Very well put Tacos and that was exactly what the dems were doing in that hearing they want to obstruct.

 
 
 
Tacos!
Professor Guide
6.2.2  Tacos!  replied to  Vic Eldred @6.2.1    one month ago

I notice you missed the part about MTG starting the nastiness. Would it kill you to acknowledge that?

 
 
 
Vic Eldred
Professor Principal
6.2.3  Vic Eldred  replied to  Tacos! @6.2.2    one month ago

Look back at the tape: MTG asks the Chairman a question about who took help from the daughter of judge Merchan and Jasmine Crockett interjected with "what has that got to do with Merrick Garland."

 
 
 
Tacos!
Professor Guide
6.2.4  Tacos!  replied to  Vic Eldred @6.2.3    one month ago
and Jasmine Crockett interjected with "what has that got to do with Merrick Garland."

Clarify your point. Because it reads like you think the “nastiness” began with an interrupting question that was on-topic, and not with a personal attack? Is that what you think?

 
 
 
Trout Giggles
Professor Principal
6.2.5  Trout Giggles  replied to  Vic Eldred @6.2.3    one month ago

Ms. Crockett is right. What does this hearing have to do with Merchan's daughter?

 
 
 
Tessylo
Professor Principal
6.2.6  Tessylo  replied to  Trout Giggles @6.2.5    one month ago

Absolutely nothing

 
 
 
MrFrost
Professor Guide
6.3  MrFrost  replied to  Vic Eldred @6    one month ago
Prior to the incident Greene asked a very important question: She asked which democrats on the committee received help from judge Merchan's daughter.

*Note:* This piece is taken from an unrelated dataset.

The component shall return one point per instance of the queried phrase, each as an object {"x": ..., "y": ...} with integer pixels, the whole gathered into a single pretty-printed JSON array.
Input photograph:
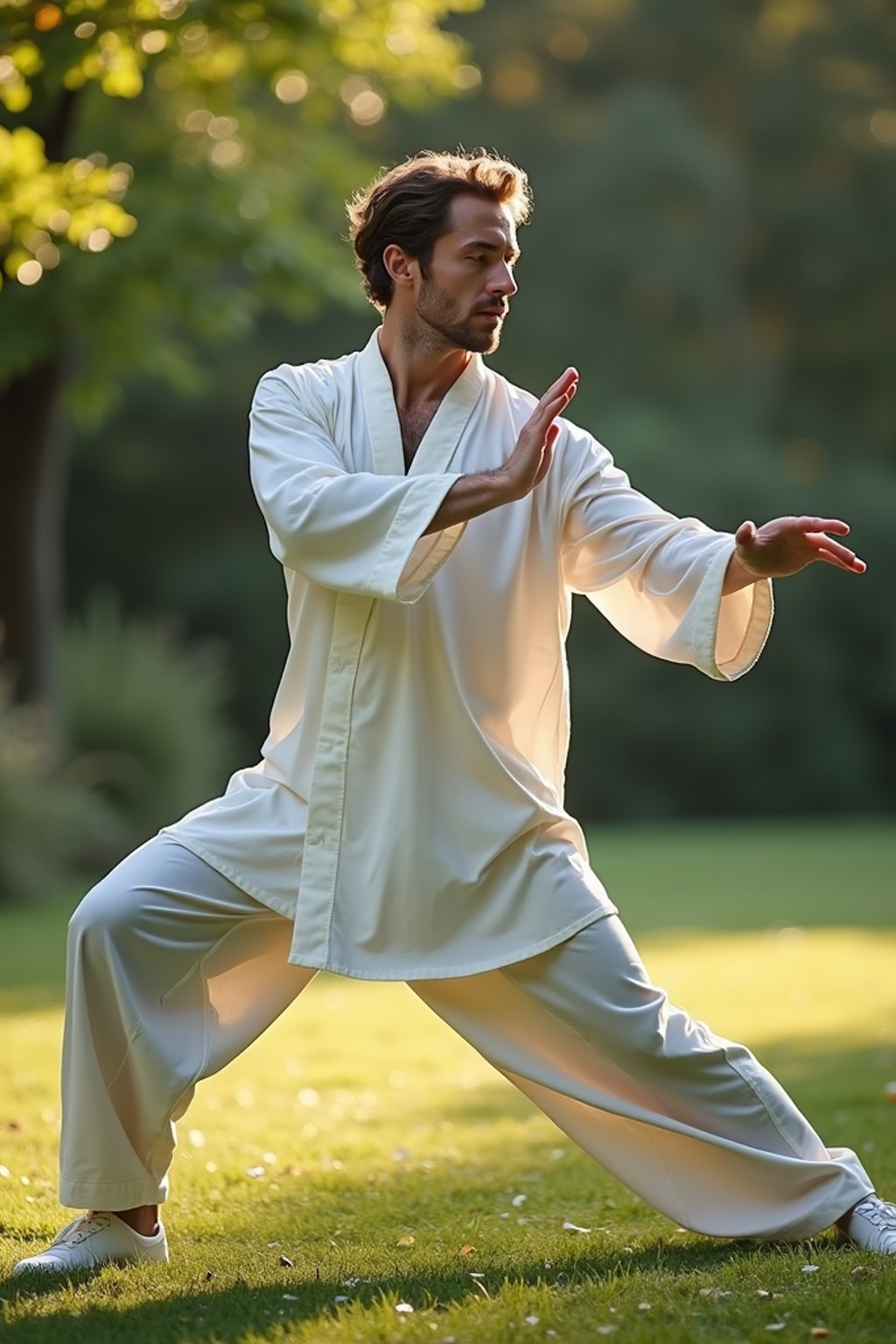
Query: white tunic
[{"x": 407, "y": 812}]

So? What about Kushner and 2 billion dollars? 

 
 
 
Vic Eldred
Professor Principal
6.3.1  Vic Eldred  replied to  MrFrost @6.3    one month ago
So?

New York law says that Merchan must recuse himself.

That's what's so.

 
 
 
Gsquared
Professor Principal
6.3.2  Gsquared  replied to  Vic Eldred @6.3.1    one month ago

That's what Trump's lawyers say, so we know it isn't true.

 
 
 
Vic Eldred
Professor Principal
6.3.3  Vic Eldred  replied to  Gsquared @6.3.2    one month ago

I posted that law earlier. Too bad you missed it, however you can find it anywhere.

 
 
 
CB
Professor Principal
6.3.4  CB  replied to  Vic Eldred @6.3.3    one month ago

The Appeals Court has already denied Donald's request to compel Judge Merchan to recuse. Also, state appeals court denied Donald's request for lifting of the gag order. So SOL. The judge and jury are almost finished with Donald now. Good, bad, or indifferent.

 
 
 
Gsquared
Professor Principal
6.3.5  Gsquared  replied to  Vic Eldred @6.3.3    one month ago
you can find it anywhere

Not if it doesn't exist.

 
 
 
Trout Giggles
Professor Principal
6.3.6  Trout Giggles  replied to  Gsquared @6.3.5    one month ago

It doesn't

 
 
 
Gsquared
Professor Principal
6.3.7  Gsquared  replied to  Trout Giggles @6.3.6    one month ago

No kidding.

 
 
 
charger 383
Professor Silent
7  charger 383    one month ago

Could you imagine a Congress and Government made up of Newstalkers members?   We might not get much done but the proceedings would be amazing.

 
 
 
Thomas
Senior Guide
7.1  Thomas  replied to  charger 383 @7    one month ago

Could you imagine a Congress and Government made up of Newstalkers members?   We might not get much done but the proceedings would be amazing.

Insert Trump quote here....

 
 
 
Trout Giggles
Professor Principal
7.2  Trout Giggles  replied to  charger 383 @7    one month ago

Wanna arm wrestle?

 
 
 
Hal A. Lujah
Professor Guide
7.3  Hal A. Lujah  replied to  charger 383 @7    one month ago

There would probably be less comment moderation, so yeah.